If the Hardys lived in the United States or just about any European country other than Britain, Mr. Hardy would most likely get the drug, although he might have to pay part of the cost. A clinical trial showed that the pill, called Sutent, delays cancer progression for six months at an estimated treatment cost of $54,000.

But at that price, Mr. Hardy's life is not worth prolonging, according to a British government agency, the National Institute for Health and Clinical Excellence. The institute, known as NICE, has decided that Britain, except in rare cases, can afford only £15,000, or about $22,750, to save six months of a citizen's life…

…the decisions that get the most attention are those involving new drugs. Any drug that provides an extra six months of good-quality life for £10,000—about $15,150—or less is automatically approved, while those that give six months for $22,750 or less might get approved. More expensive medicines have been approved only rarely. The spending limits represent the health institute's best guess for how much the nation can afford….

 "It's hard to know that there is something out there that could help but they're saying you can't have it because of cost," said Ms. Hardy, who now speaks for her husband of 45 years. "What price is life?"

Some will object that the U.S. already engages in rationing. After all, private health insurance companies limit access to certain drugs or limit the amount they will pay for treatments. In fact, as health care costs escalate, our dysfunctional employment-based health insurance system encourages employers to find the cheapest one-size-fit-all policies for their employees.

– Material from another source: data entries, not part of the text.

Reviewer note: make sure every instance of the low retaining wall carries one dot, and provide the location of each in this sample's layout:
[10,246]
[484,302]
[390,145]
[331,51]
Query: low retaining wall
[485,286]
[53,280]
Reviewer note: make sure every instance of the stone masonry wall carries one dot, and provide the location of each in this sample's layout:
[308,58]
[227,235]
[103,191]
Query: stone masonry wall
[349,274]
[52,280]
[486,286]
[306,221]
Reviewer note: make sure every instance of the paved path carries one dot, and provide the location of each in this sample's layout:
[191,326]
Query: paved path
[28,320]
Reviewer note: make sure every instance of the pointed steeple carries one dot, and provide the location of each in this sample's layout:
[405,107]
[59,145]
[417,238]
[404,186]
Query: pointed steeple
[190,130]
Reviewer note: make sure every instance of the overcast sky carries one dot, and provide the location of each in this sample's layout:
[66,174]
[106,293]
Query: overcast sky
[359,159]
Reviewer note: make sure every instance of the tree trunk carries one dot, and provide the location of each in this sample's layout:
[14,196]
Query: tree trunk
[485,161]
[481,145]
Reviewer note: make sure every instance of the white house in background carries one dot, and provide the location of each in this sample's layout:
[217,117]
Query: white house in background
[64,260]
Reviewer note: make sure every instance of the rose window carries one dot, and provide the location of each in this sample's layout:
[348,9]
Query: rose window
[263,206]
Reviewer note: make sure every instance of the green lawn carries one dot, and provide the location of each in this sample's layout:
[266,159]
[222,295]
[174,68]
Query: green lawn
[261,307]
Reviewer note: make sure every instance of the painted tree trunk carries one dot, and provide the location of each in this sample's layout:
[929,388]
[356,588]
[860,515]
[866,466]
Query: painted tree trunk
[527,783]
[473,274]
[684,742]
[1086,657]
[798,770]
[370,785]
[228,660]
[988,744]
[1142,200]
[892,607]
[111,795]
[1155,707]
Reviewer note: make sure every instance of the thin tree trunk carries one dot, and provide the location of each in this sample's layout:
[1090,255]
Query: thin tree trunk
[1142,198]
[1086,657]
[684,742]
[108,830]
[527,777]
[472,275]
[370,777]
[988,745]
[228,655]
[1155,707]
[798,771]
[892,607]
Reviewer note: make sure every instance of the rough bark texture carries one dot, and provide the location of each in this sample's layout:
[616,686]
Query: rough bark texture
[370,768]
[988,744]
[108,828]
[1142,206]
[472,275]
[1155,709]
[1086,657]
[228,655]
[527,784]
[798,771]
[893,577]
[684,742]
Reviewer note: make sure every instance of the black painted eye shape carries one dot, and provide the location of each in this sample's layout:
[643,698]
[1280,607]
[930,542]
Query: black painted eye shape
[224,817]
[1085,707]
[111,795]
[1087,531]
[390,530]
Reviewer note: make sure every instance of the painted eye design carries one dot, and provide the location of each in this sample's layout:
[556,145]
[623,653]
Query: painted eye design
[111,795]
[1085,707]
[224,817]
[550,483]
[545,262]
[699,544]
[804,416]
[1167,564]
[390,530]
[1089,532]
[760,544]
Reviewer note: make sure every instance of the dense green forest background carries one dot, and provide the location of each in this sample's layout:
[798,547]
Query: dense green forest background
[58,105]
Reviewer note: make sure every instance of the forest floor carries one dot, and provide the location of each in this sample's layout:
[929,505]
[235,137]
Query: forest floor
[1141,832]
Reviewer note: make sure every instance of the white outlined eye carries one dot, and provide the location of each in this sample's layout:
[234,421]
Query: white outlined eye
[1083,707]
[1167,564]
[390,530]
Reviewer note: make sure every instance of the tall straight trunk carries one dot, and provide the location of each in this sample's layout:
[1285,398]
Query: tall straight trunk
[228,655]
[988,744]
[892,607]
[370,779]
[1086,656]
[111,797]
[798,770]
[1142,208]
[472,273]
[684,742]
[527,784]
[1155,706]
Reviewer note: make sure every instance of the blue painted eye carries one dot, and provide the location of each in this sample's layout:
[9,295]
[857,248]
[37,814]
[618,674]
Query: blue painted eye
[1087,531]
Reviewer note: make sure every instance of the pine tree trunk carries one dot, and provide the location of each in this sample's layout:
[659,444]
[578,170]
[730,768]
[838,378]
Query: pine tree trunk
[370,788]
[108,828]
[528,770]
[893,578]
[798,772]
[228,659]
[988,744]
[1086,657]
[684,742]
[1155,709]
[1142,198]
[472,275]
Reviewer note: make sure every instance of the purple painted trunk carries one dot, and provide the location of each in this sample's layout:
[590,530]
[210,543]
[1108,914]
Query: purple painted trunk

A better system would allow people to purchase health insurance policies that reflect their own evaluation of how much an extra bit of life should cost. Some may choose gold-plated policies that pay for nearly any new treatment. Others may decide that it is more important to save money to give to their heirs than to try to purchase a few extra months of life that an expensive policy might provide. In other words, the "rationing" decision would made by individuals rather than by bureaucratic boards eager to protect the pocket books of taxpayers. 

However, with the creation of the Medicare prescription drug program, such bureaucratic rationing is probably inevitable in the U.S.